反対に嗅覚は人の6~7倍以上も発達しており、猫は食べ物のおいしさを舌で感じるよりも、嗅覚で感じているといえます。

さて、ではどうして猫はみかんの匂いが嫌いなのでしょう。

それは、その独特の「鋭い、すっぱい匂い」が嫌いだからと考えられます。

この理由として、「すっぱい臭いを放つ腐った食べ物を避けるために、本能的に嫌いなのだ」とする説があります。

確かに野生動物にとって食べ物の腐敗度を嗅ぎ分けることは、命を守るうえで大切なことで、この説は正しいのかもしれません。

しかし疑問点もあります。

例えば、みかんの酸っぱさと、肉が腐敗する際に放つ酸っぱさはまったく違う成分でできています。

嗅覚が発達した猫が、シネフリンやリモネンなど柑橘類によく含まれる酸味や香り成分と、肉の腐敗成分とを同じものと感じるだろうか、ということです。

その点は検証されていないのでなんともいえませんが、猫がみかんの匂いが嫌いなのは、意外と単純に、ツンと鼻をつく強い匂いがキツイからかもしれません。

ちなみに、猫は甘味を感じることができないので、みかんを食べる猫でも、甘くておいしいから食べているわけではないようです。

 

猫にとってみかんはよい食べ物?悪い食べ物?

そもそも、真正の肉食動物である猫にとって、みかんは必要な食べ物ではありません。

前述したように、みかんに含まれる栄養素の中には猫にとって良い栄養素もありますが、それをみかんから摂取する必要はありませんので、与える必要もないといえます。

 

猫がみかんを食べてしまったら

もし愛猫がみかん好きで食べてしまっても、果実の部分であれば相当大量に食べない限り体に害はないでしょう。

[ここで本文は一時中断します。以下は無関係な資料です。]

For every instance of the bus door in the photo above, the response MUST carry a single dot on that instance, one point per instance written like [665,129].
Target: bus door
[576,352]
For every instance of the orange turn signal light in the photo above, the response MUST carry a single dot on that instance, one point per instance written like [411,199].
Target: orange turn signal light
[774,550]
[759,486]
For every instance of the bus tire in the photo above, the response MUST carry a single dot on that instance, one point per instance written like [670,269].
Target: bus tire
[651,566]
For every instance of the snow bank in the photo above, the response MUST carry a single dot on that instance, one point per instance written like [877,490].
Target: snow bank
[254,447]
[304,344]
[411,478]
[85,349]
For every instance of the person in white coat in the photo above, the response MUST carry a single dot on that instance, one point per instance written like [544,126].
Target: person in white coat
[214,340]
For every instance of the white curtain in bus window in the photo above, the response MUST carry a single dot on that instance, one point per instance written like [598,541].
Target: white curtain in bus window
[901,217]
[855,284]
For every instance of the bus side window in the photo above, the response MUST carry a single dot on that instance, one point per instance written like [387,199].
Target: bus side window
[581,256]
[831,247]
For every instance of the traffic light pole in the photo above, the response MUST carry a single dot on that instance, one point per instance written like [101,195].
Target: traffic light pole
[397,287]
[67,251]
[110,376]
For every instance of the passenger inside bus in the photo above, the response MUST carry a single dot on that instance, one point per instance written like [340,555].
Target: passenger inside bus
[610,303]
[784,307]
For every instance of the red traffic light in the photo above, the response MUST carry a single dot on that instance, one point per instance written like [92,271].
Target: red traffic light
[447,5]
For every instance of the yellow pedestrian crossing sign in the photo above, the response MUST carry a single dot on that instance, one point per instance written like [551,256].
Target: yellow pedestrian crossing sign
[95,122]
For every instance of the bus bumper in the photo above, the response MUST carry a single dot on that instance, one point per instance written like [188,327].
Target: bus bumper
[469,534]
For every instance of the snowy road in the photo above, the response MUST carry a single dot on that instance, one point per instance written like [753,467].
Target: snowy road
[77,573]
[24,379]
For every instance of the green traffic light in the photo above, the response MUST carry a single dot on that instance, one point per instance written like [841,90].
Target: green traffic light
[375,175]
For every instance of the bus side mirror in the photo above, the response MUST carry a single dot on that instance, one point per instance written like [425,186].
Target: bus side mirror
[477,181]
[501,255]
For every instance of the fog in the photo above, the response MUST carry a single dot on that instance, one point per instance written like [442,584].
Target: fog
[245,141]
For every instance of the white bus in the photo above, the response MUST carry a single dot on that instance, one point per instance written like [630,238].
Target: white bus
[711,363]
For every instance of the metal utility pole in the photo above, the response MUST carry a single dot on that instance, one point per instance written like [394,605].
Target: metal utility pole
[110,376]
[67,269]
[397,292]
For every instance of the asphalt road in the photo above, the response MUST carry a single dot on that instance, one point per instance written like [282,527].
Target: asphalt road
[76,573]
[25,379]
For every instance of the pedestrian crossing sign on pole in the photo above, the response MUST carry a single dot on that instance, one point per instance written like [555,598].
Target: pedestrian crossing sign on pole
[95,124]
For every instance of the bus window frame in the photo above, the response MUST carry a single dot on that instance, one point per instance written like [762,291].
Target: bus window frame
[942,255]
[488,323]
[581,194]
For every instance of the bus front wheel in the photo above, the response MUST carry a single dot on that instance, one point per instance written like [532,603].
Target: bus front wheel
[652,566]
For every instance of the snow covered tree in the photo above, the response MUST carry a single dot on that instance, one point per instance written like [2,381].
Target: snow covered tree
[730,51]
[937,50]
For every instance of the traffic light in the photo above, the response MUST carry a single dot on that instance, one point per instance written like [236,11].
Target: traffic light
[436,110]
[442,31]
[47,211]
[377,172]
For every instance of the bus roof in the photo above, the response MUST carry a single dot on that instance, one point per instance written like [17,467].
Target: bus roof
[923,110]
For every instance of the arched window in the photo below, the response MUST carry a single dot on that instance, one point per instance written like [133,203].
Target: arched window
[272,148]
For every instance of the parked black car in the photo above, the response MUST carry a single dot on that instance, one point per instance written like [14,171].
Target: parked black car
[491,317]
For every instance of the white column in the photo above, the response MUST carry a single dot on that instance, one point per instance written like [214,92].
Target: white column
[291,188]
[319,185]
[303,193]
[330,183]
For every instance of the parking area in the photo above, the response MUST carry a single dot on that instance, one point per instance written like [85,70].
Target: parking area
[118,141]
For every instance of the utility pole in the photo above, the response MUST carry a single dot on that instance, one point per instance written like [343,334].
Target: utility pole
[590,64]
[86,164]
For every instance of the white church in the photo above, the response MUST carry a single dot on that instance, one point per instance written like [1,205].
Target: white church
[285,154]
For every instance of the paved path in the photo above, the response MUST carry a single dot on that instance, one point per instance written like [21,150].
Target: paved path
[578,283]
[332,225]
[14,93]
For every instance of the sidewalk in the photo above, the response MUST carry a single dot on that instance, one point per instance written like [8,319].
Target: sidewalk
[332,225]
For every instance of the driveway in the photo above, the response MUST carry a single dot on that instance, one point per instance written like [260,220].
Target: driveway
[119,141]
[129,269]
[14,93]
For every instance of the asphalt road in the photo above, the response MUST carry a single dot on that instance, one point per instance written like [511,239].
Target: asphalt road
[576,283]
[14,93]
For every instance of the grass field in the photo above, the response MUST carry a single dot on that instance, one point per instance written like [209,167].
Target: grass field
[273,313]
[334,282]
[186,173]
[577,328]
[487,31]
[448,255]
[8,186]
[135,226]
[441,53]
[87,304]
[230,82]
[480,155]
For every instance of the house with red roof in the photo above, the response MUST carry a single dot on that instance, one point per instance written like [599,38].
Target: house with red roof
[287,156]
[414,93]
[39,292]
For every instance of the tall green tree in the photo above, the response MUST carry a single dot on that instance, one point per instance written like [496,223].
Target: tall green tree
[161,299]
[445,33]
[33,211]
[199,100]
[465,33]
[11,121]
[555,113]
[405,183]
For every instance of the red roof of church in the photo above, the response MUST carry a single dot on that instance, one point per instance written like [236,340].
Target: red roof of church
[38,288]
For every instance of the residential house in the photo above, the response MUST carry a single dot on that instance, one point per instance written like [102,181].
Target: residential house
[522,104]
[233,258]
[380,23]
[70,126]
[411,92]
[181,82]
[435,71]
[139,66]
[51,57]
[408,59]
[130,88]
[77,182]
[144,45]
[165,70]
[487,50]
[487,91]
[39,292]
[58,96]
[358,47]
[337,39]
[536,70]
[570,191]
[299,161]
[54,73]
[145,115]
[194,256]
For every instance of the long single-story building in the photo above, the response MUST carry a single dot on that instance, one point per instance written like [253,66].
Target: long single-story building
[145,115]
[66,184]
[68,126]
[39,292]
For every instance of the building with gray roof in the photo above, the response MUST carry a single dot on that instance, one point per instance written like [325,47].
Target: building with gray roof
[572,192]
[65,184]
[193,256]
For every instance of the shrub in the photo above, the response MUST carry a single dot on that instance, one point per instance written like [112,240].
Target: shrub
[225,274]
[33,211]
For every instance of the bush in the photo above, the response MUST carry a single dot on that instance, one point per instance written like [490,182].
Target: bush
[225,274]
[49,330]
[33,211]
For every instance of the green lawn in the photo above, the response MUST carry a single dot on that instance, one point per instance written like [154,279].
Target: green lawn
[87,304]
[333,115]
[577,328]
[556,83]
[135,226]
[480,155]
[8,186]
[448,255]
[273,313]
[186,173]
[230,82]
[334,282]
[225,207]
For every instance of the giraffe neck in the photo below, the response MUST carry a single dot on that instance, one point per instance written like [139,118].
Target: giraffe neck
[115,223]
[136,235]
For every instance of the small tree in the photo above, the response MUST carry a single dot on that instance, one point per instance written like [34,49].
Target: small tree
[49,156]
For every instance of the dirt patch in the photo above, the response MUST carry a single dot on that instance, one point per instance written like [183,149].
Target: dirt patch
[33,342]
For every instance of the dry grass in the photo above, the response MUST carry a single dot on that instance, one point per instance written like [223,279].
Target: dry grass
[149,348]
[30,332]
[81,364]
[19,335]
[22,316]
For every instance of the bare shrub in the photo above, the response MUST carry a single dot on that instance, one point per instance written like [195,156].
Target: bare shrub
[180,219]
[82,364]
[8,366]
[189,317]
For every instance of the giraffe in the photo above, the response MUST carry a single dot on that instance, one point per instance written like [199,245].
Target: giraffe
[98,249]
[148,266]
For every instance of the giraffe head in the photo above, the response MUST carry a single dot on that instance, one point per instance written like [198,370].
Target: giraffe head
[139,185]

ただし、おう吐したり、多少お腹が緩くなることがあるかもしれませんので、食べてしまった後は、しばらく様子を見るようにしてください。

万一、皮を食べてしまった場合は、実の部分よりは注意が必要です。

皮にはリモネンという物質が含まれ、猫にとって毒性があるとされています。これは、猫がリモネンなどの植物の毒性を解毒することができないからです。

口にした場合、おう吐、四肢の麻痺、運動失調などの中毒症状が現れることがあります。

どのくらいの量でそのような中毒症状が起きるかはよくわかっていませんが、症状には個体差があり、少量でも食べてしまったときは、しばらく経過観察するようにしてください。

万一、おう吐したり、歩き方がおかしいなどの症状がみられたら、すぐに動物病院に行くようにしましょう。

その際、いつ、何を、どのくらい食べ、いつ頃症状が出始めたかを獣医師に報告できるようにしておくことが大切です。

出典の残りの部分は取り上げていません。